Re: Loading to S3 Fails - CDH 5.3.0

New Contributor

This thread sort of trailed off. Has there been any resolution for this. We are experiencing this exact issue in CDH 5.4.3.

Re: Loading to S3 Fails - CDH 5.3.0

Explorer

I reverted to 5.2.4 for a period, which didn't have this same issue.

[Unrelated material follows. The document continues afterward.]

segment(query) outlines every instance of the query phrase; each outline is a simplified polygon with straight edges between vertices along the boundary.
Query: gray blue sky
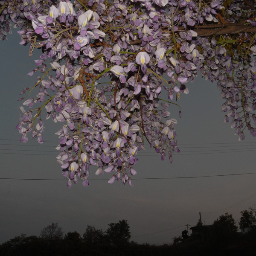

Unfortunately, I had to bring the cluster to 5.4.2 for other reasons, and I implemented a workaround using a staging hdfs location and distcp.

 

The issue remains. Reading the stack trace and looking around online I'm pretty sure it has to do with the new HDFS encryption support.